"Dans les entreprises de transports, à chaque fois qu’il y a eu des accidents, il y a eu démission" ?

Le vrai du faux par Matthieu Mondoloni jeudi 17 mars 2016
écouter l’émission disponible jusqu'au 11/12/2018
Dupont-Aignan
Nicolas Dupont-Aignan en novembre 2015 à Paris. © Maxppp

A chaque fois qu'a eu lieu une catastrophe dans les transports équivalente à celle de Brétigny-sur-Orge, le dirigeant a démissionné, affirme Nicolas Dupont-Aignan. C'est faux.

Mercredi sur France Info, Nicolas Dupont-Aignan est revenu sur le dramatique accident ferroviaire de Brétigny-sur-Orge, le 12 juillet 2013. Il a affirmé que "dans les entreprises de transports, à chaque fois qu’il y a eu des accidents, il y a eu des démissions, sauf là”.

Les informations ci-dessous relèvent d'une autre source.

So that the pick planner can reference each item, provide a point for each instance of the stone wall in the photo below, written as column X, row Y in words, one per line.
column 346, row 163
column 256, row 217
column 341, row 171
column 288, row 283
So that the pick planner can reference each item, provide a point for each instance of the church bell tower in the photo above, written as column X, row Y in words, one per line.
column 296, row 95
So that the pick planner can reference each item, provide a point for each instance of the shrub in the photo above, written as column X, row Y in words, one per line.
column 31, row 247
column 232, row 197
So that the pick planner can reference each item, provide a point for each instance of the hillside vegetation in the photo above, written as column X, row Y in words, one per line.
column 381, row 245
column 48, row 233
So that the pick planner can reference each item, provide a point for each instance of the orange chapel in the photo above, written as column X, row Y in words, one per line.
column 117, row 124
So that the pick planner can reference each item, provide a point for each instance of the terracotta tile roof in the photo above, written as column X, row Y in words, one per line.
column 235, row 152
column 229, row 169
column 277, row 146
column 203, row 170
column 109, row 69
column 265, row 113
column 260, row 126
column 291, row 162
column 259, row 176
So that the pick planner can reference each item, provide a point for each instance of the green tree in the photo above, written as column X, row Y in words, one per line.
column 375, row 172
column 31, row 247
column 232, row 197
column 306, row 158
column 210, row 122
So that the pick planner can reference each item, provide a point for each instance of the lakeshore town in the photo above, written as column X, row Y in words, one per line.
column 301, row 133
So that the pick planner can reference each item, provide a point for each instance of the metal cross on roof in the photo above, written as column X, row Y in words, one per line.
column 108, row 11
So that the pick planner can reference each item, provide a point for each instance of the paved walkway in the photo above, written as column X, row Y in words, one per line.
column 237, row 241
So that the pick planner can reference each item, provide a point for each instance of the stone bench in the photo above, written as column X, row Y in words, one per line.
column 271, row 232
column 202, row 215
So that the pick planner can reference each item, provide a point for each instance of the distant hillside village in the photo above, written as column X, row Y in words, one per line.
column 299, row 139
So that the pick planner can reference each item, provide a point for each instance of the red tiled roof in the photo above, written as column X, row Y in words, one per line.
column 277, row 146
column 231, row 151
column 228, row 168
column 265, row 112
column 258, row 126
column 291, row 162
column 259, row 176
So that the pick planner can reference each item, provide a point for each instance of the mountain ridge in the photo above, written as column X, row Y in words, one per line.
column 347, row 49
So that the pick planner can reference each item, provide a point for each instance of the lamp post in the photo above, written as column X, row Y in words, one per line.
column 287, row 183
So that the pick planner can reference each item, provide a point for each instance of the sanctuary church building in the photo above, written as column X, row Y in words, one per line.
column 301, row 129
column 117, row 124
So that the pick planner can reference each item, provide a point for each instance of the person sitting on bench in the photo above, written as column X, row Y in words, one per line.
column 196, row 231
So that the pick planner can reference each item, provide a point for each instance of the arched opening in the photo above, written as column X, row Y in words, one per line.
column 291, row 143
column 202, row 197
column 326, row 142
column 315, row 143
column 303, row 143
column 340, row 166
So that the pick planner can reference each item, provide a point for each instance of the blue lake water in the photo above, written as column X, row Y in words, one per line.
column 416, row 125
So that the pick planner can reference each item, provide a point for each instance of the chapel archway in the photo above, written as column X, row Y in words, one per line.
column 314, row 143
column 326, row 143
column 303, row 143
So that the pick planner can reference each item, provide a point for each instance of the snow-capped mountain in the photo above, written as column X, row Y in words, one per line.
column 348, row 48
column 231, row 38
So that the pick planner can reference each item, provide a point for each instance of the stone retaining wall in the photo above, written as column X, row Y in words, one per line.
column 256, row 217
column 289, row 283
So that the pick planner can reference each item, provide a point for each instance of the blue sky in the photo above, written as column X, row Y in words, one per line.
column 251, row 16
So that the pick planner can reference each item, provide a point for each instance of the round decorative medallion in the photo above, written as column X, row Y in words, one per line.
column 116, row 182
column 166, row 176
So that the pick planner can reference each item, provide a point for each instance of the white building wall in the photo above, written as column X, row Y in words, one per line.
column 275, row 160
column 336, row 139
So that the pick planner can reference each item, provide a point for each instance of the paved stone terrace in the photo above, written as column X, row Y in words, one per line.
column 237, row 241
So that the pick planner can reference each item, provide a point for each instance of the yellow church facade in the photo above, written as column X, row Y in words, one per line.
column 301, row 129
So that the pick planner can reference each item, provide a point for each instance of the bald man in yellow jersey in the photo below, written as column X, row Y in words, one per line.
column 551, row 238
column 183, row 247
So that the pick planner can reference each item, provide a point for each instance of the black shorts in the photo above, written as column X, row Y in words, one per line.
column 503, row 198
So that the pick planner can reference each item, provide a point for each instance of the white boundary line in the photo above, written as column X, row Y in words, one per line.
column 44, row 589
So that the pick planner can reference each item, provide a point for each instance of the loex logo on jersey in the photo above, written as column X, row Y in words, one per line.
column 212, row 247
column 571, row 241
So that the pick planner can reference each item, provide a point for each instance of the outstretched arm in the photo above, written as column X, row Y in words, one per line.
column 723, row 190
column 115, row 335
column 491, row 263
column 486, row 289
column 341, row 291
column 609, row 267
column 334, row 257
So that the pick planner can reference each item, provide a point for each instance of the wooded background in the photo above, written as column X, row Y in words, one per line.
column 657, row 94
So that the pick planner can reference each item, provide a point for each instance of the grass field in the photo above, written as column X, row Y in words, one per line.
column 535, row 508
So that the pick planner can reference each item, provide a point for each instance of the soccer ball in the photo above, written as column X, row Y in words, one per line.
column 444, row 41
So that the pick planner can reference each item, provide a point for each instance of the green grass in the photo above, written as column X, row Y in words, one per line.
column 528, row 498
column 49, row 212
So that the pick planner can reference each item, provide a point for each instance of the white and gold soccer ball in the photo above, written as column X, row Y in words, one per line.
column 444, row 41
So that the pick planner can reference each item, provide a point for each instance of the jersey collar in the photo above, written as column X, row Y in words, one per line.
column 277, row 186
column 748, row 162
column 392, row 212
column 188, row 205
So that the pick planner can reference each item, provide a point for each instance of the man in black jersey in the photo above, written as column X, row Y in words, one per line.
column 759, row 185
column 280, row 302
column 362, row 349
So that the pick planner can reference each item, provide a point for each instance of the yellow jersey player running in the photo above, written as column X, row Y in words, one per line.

C’est faux. Il n’y a pas de généralité. En France, si on regarde la liste des accidents ferroviaires mortels depuis 35 ans, très rares sont ceux qui ont conduit à la démission d’un dirigeant de la SNCF. Depuis 1980, il y a 27 accidents ferroviaires mortels, et seulement deux démissions de dirigeants.

57 morts en 1988

Le premier c’est le 31 août 1985 précisément. Un train Corail reliant Paris à Port-Bou déraille près d’Argenton-sur-Creuse en raison de sa vitesse excessive. Bilan : 43 morts et 37 blessés. C’est le troisième accident ferroviaire mortel cet été là. Et cela conduit à la démission d’André Chadeau, un proche de Pierre Mauroy, qui avait pris ses fonctions quatre ans plus tôt à la tête de la SNCF.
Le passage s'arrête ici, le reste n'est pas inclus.